Tuesday 13 December 2011

Hedgehog

13 Th of December
Reading through my papers again, in order to prepare finishing of the dissertation, I came across this interesting article written by Fiona Candlin, in The Senses and Society, vol.3, issue 3, (November 2008 ). She argues that 'Placing handling objects in the middle of a visual spectacle could be understood as highly anachronistic .' Now that was exactly my intention. I believe there is nothing wrong with controversial ideas in establishments. On the contrary, I believe that a museum is an organic object in itself, which should grow new limbs on a regular basis . The Touch Cabinet is such an incentive. In my conversation with one of the curators, we discussed interaction and tactile involvement. He told me that a small group of people at the museum had been discussing the same subject. I was still pleasantly surprised that , on the second day of my visit, a table had appeared with numerous jars, two boxes, covered in cellophane, filled with colourful birds, (deceased, of course, ) and a box with what looked like prehistoric remains of a stegosaurus.

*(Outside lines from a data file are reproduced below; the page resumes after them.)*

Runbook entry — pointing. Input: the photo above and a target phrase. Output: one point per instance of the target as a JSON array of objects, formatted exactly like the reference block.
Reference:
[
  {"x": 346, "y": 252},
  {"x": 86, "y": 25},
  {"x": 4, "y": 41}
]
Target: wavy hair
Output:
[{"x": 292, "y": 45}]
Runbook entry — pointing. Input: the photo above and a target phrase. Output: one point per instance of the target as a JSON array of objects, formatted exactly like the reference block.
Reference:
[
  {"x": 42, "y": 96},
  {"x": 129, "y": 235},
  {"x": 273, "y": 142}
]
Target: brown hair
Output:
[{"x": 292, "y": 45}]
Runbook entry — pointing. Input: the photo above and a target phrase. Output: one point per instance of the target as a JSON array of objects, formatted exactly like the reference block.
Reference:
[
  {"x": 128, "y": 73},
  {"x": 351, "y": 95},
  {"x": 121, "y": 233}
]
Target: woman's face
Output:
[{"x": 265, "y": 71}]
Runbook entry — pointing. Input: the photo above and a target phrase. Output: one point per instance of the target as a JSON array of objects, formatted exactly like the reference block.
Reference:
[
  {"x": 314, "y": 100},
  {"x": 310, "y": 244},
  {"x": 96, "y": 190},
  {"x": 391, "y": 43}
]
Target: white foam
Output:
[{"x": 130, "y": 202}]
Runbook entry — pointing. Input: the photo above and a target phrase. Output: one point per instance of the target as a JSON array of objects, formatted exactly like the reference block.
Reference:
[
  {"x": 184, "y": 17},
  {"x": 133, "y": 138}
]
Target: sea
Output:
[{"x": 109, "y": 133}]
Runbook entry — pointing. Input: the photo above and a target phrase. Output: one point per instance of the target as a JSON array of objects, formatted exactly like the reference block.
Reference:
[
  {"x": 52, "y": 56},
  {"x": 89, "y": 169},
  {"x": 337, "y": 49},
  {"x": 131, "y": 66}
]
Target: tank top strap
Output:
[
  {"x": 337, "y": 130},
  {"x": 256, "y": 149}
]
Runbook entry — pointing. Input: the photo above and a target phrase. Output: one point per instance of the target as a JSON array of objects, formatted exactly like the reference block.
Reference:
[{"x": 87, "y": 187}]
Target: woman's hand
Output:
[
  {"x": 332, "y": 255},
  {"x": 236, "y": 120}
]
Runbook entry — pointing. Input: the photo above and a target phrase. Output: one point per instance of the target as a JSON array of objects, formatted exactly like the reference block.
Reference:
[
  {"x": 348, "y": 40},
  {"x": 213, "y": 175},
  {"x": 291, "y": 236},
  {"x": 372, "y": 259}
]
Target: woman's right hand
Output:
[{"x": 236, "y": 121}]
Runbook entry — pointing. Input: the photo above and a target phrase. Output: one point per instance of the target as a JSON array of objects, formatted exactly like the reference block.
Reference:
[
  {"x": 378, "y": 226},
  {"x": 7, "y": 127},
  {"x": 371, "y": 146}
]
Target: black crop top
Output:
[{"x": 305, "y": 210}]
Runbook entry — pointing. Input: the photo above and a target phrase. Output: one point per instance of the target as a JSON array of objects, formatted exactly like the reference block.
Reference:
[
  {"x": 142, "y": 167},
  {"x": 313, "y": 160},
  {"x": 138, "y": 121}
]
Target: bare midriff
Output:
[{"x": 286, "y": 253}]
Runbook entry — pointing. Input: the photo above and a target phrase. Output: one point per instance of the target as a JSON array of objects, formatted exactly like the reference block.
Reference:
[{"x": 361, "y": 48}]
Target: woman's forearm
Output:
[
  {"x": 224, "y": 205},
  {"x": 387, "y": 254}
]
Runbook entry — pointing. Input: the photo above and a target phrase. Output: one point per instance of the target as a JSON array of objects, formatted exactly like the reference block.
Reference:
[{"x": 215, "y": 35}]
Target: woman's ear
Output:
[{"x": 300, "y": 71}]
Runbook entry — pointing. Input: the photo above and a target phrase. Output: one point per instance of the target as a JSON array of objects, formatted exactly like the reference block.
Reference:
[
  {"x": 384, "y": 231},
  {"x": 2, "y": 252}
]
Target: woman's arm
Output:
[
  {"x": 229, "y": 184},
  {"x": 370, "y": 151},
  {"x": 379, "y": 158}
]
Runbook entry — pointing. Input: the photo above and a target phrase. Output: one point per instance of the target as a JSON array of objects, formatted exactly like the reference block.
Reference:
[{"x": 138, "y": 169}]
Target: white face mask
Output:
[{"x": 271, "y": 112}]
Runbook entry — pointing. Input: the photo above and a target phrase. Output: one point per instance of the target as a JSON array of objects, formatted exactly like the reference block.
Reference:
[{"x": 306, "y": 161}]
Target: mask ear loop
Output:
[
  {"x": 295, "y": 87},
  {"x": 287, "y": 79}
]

I was excited and repulsed at the same time; The creatures in the glass jars, varying from a hedgehog to a chameleon, looked highly embryonic, colourless phantoms of what they once were. Victims of cruel experiments, but more , much more visceral than the paper frog behind glass, which was also displayed in the museum. There was a visitors book placed beside the display, and a warden to give explanation . The visitors shared more or less my reaction  ; A fascination the same way one has a fascination with a haunted house , or a ghost ride on a fun- fair, a bearded women . The birds were stuffed in a card board box, colours had faded over time in a dusty night sky blue. the opaque, milky eyes half closed. Underneath the cellophane they looked as if they were ready to be prepared for some medieval feast, where they used to dress up swans, and peacocks. The fossils , which the warden explained to me as a rich source of information about the vegetation millions of years ago, were there to be touched. Suddenly my Touch-Cabinet seemed very dull and uneventful. And yet, both place in the museum reflected the same mood, an excitement, a new narrative was added to the stuffy image of this Museum. People will probably get nightmares about the staring eyes of dead hedgehogs and tortoises on paramalithe (?) who died long ago, but it invited discussion, like the Touch-Cabinet invited discussion. The big difference was, that the Touch- Cabinet also produced smiles, and happy faces.